In September 1922 Pforzheimer made one final addition to his collection of Brontëana: a copy of the first edition, first issue of Poems by Currer, Ellis, and Acton Bell.[2] Written under "veiled" names, Charlotte (Currer), Emily (Ellis), and Acton (Anne) released their first published work "into an unsympathetic world in the summer of 1846." The small collection of poems was soon declared a commercial failure; only two copies were sold during the initial print run. Such poor sales led Charlotte to conclude: "Neither we nor our poems were at all wanted."

An elusive and desirable object in its own right, the particular copy of Poems purchased by Pforzheimer in the fall of 1922 is extraordinary because it once belonged to Dickens. His armorial bookplate and a sales label dated June 1870 affirm that the small book bound in green cloth with gold lettering was part of the Gad’s Hill Place library at the time of Dickens’s death. It was almost certainly purchased by Dickens about 1848 or slightly thereafter—a date which coincided with the growing popularity of the Brontë sisters in England and America after the 1847 release of Jane Eyre, Wuthering Heights, and Agnes Grey.[3] At that time, it formed part of Dickens’s working library of several hundred titles, ranging from literature to natural history (especially scientific explorations), art history, political thought, social reform, domestic and international manners housed at Gad’s Hill Place, his home for the last decade of his life.[4] The Brontë volume serves as a tangible record of Dickens’s reading habits and his familiarity with the Brontës’s work.[5] It, along with the other books originally in Dickens’s Gad’s Hill Library, remains available to those researching Dickens, the Brontë sisters, or 19th century literature in general.

Charles Dickens's Bookplate and Sales Label on his copy of Poems; Pforzheimer Collection.
Charles Dickens's Bookplate and Sales Label on his copy of Poems. Pforzheimer Collection.

[1] At the Emmett sale Pforzheimer also purchased, among other items, a copy of the first Edinburgh edition of Robert Burns’s Poems (1787) containing a manuscript of the poem “To the Woodlark” in the poet’s hand.

[2] In October 1918 Pforzheimer purchased the Robert Hoe copy of the second issue of Poems. The first and second issues differ only in their title pages—with the second issue of 1848 bearing the imprint of Smith, Elder, & Co.

[3] This date can be determined by the binding. Wise notes that "many copies [of the 1848 second issue] …were put up in the original cloth boards prepared for the first issue of 1846." The Pforzheimer copy, then, appears to be an unrecorded variant since the opposite is the case: the Aylott and Jones title page is combined with the 1848 binding which has "Poems / By / Currer, Ellis / and Acton, / Bell. / 4/-" stamped upon the upper cover.

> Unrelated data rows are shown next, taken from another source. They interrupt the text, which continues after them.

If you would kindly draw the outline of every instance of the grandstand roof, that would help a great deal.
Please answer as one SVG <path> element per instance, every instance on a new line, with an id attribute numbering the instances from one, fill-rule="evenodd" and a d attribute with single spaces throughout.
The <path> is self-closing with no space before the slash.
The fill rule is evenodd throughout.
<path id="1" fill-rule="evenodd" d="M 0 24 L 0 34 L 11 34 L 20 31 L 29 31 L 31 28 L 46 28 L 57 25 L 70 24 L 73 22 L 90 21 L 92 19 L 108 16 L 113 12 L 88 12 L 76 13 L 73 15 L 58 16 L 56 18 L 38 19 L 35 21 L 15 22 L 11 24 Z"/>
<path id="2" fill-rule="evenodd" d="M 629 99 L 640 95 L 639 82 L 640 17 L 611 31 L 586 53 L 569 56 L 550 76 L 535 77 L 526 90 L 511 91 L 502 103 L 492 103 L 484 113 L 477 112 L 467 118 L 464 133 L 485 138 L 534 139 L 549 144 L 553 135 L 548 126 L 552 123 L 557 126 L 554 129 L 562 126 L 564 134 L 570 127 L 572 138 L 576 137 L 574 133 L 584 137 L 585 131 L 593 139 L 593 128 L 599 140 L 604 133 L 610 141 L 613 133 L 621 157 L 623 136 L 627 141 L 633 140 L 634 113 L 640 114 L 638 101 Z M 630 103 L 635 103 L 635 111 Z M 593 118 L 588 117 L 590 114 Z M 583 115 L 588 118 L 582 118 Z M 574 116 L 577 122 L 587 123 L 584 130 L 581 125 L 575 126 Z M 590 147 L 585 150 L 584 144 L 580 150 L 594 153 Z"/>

[4] This particular copy of Bronte’s Poems is described in the manuscript listing of the library at Gad’s Hill Place, now housed at the Morgan Library & Museum, and the printed listing edited by J. H. Stonehouse and published in 1935. It is the only Brontë volume listed.

[5] The other Gad’s Hill volume held by the Pforzheimer Collection is a copy of the 1821 edition of P. B. Shelley’s Queen Mab. Though it has Dickens’s bookplate and the sale label, it is not mentioned in either the printed or the manuscript catalog. Both the printed and manuscript catalogs note that Dickens owned the 1847 edition of The Poetical Works of Percy Bysshe Shelley edited by Mary Shelley. The manuscript catalog indicates that Dickens also owned the 1866 edition of the above work.